# spilopleura ?



## Snakeyes (Apr 21, 2005)

Had this for 5 years. Very aggressive. I assumed it is a spilopleura, but wanted to confirm from the experts.
Thanks


----------



## bmpower007 (Feb 11, 2005)

Wow his very Nice... yup its a spilo with great colors


----------



## taylorhedrich (Mar 2, 2005)

Yes, it is an S. maculatus/spilopleura.

Very beautiful fish! It looks like you take good care of him.


----------



## hastatus (Jan 16, 2003)

> Had this for 5 years. Very aggressive.* I assumed it is a spilopleura, but wanted to confirm from the experts.*
> Thanks


It is the Jegu S. maculatus.


----------



## Snakeyes (Apr 21, 2005)

Thanks all. Appreciate the feedback. 
Is there any thing particular that I should know about this species ? 
Its very active and aggressive. I very rarely feed it live fish ( Maybe a couple of goldfish that have stayed healthy for over a couple of weeks in my other tank, once every two months). Otherwise I feed it unshelled fresh shrimp, catfish, frozen silversides and Formula One alternating between these with silversides being the primary food. I hope that this is the right diet, it seems to thrive on it ?
It is very aggressive and has taken a tiny nip out of a neighbors finger. It will come to the surface and grab food that I dangle in the water.

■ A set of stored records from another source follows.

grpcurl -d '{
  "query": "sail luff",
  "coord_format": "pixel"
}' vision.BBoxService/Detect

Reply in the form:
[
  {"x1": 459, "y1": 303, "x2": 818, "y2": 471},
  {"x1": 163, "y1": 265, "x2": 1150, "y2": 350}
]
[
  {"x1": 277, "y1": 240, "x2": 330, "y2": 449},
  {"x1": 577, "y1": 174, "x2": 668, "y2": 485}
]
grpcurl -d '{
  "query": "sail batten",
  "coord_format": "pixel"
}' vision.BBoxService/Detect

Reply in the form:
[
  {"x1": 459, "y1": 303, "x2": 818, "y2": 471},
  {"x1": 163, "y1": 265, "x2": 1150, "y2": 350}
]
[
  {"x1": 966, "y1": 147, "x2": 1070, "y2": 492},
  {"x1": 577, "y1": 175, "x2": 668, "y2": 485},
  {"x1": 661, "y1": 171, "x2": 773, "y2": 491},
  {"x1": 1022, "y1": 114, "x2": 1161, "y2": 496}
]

I presume that this is normal behavior for this type of fish ?
Thanks again


----------



## hastatus (Jan 16, 2003)

All you describe is normal, including biting the fingers that feed it (strongly suggest your neighbor/friends not do that anymore).

Vary the diet as much as possible and if you must feed live, use something that is basically clean ie; earth worms for example. A perfectly natural diet.


----------



## Snakeyes (Apr 21, 2005)

hastatus said:


> All you describe is normal, including biting the fingers that feed it (strongly suggest your neighbor/friends not do that anymore).
> 
> Vary the diet as much as possible and if you must feed live, use something that is basically clean ie; earth worms for example. A perfectly natural diet.


Earth worms it is. As for the neighbor, he won't even go near the tank anymore.


----------



## FohDatAss (Oct 7, 2003)

I want that fish...


----------



## Snakeyes (Apr 21, 2005)

mR. Blueberry said:


> I want that fish...


Sorry pal my fish isn't into this cross-species stuff. It says go do a mammal first .


----------



## d851 (Oct 31, 2006)

Nice Mac, quite similar to mine -

9inch Mac









daz


----------



## Snakeyes (Apr 21, 2005)

Very Nice! Did not know they got that big.
I would keep that fish molester mR Blueberry away from him.


----------